14.3 Future PCS Directions: Inference

What’s next for the PCS framework? You may have noticed that this book did not cover the topic of inference (the traditional statistical topic of assessing the uncertainty associated with parameter estimates, usually focusing on the random sampling mechanism). While we did conduct a type of PCS inference in the context of continuous response prediction problems, such as by computing prediction perturbation intervals (PPIs), we did not discuss p-values, hypothesis tests, confidence intervals, or causality.

Rest assured that the reason for this omission is not that these topics are not important, but rather that these topics become quite complex when considered in the realm of PCS, and are thus topics of ongoing research in the Yu research group. Besides, one book cannot possibly cover everything!

In traditional statistics, inference is the science of quantifying the uncertainty associated with data-driven results. However, traditional inference usually considers only the narrow view of uncertainty that arises from a random sampling data collection mechanism (or from a generative stochastic model that is typically difficult to verify for real-world data). As we’ve established by now, the uncertainty that stems from cleaning/preprocessing judgment calls, as well as the analysis/algorithmic choices, can be substantial (often greater than the uncertainty arising from the data collection alone, as emulated via random sampling). By ignoring these sources of uncertainty, traditional inference techniques are taking into account only a small sliver of the uncertainty associated with parameter estimates. The end result is typically an excess of “significant” results being identified.

PCS inference, an ongoing area of research development in the Yu research group, aims to bring broader sources of uncertainty into inferential assessments. Soon you will be able to compute PCS importance measures, PCS p-values, and PCS perturbation intervals that quantify a wide range of the sources of uncertainty that are associated with any data-driven result, not just the uncertainty arising from random sampling (Yu and Kumbier 2020). (Keep an eye out for research developments from the Yu research group!)

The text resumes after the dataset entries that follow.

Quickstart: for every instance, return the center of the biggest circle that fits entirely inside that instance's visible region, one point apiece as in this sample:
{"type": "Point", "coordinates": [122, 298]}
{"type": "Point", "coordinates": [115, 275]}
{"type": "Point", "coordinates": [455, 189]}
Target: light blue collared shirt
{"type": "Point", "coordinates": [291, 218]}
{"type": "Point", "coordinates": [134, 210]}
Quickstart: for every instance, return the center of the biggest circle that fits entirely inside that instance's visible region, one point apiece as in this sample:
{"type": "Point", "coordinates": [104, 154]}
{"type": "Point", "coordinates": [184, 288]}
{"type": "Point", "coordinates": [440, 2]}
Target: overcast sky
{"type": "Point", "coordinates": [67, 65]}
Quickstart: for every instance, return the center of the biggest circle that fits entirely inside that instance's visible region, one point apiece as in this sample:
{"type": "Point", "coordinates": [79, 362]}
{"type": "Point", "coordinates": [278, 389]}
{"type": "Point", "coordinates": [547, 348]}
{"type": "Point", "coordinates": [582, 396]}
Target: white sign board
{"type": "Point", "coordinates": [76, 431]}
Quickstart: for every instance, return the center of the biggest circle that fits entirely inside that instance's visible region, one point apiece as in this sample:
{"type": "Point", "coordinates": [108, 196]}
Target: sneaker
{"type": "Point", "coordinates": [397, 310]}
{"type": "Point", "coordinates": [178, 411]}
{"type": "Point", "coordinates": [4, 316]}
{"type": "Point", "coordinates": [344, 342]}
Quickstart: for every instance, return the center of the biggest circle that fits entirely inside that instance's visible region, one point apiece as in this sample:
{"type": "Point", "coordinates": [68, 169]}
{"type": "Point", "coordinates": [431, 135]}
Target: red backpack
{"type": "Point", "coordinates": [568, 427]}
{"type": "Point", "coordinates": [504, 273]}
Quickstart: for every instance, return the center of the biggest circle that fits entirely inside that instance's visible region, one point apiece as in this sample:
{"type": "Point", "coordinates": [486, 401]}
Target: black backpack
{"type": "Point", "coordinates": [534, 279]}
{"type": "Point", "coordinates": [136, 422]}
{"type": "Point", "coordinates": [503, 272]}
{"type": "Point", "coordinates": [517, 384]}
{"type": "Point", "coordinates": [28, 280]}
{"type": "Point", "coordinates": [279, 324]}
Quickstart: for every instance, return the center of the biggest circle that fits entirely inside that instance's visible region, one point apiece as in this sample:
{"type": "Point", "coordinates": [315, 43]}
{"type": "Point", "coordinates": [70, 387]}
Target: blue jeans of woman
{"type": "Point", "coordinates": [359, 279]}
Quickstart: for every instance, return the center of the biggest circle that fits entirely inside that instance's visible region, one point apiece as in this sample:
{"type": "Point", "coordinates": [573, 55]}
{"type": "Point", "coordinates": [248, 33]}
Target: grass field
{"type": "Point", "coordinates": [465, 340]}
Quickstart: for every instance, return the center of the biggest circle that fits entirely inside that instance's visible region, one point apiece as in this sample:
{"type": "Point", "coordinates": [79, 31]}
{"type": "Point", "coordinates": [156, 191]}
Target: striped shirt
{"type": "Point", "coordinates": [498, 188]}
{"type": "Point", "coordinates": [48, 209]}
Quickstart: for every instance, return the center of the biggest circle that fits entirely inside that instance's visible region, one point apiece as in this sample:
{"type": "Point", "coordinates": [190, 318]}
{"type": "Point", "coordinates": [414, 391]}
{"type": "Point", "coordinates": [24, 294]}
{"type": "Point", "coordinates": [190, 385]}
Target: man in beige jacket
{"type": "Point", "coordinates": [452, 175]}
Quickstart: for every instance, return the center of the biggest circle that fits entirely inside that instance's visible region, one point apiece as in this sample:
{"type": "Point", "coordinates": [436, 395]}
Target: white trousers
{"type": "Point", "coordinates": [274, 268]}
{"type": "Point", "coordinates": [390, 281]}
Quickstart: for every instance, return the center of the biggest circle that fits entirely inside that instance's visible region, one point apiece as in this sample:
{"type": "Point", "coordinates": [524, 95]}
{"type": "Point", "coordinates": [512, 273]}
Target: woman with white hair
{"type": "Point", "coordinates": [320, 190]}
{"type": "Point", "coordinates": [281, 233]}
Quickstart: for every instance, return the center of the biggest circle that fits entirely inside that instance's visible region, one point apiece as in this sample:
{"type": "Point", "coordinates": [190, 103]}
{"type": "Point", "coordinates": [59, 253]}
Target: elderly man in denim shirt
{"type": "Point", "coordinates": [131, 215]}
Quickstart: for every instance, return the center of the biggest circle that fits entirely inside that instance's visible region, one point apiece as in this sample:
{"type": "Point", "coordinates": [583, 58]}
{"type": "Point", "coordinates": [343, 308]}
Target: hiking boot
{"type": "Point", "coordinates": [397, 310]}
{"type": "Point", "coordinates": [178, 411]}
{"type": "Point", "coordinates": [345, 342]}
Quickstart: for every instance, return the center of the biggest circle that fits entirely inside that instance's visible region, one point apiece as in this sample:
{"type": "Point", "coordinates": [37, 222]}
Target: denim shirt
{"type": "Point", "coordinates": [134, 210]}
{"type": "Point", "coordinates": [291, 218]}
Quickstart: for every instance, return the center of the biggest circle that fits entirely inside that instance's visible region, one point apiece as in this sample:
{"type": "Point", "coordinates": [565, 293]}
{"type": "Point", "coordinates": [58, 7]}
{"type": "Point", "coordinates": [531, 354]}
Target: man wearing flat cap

The expansion of veridical data science and the PCS framework is not limited just to inference. There are also several emerging domain-specific branches of veridical data science originally inspired by the original “Veridical Data Science” paper by Yu and Kumbier (2020), including veridical spatial data science (Kedron and Bardin 2021), veridical network embedding (Ward et al. 2021), and an extension of the PCS framework to reinforcement learning (Trella et al. 2022).

14.4 Farewell

Equipped with a reality-based and domain-grounded veridical data science perspective, you’re now ready to tackle any data science project that comes your way. Remember that the veridical data science PCS principles can be applied to every single data science project, extending far beyond the examples presented in this book. Together, let’s enter a world in which every data-driven result that is used to make real-world decisions is predictable, computable, stable, and, above all, trustworthy.

References

Breznau, Nate, Eike Mark Rinke, Alexander Wuttke, Hung H. V. Nguyen, Muna Adem, Jule Adriaans, Amalia Alvarez-Benjumea, et al. 2022. “Observing Many Researchers Using the Same Data and Hypothesis Reveals a Hidden Universe of Uncertainty.” Proceedings of the National Academy of Sciences 119 (44).
Kedron, Peter, and Sarah Bardin. 2021. “A Vision for Veridical Spatial Data Science.” In Spatial Data Science Symposium 2021 Short Paper Proceedings.
Khalil, Ashraf, Soha Glal Ahmed, Asad Masood Khattak, and Nabeel Al-Qirim. 2020. “Investigating Bias in Facial Analysis Systems: A Systematic Review.” IEEE Access 8: 130751–61.
Trella, Anna L., Kelly W. Zhang, Inbal Nahum-Shani, Vivek Shetty, Finale Doshi-Velez, and Susan A. Murphy. 2022. “Designing Reinforcement Learning Algorithms for Digital Interventions: Pre-Implementation Guidelines.” Algorithms 15 (8): 255.
Ward, Owen G., Zhen Huang, Andrew Davison, and Tian Zheng. 2021. “Next Waves in Veridical Network Embedding.” Statistical Analysis and Data Mining: The ASA Data Science Journal 14 (1): 5–17.
Yu, Bin, and Karl Kumbier. 2020. “Veridical Data Science.” Proceedings of the National Academy of Sciences 117 (8): 3920–29.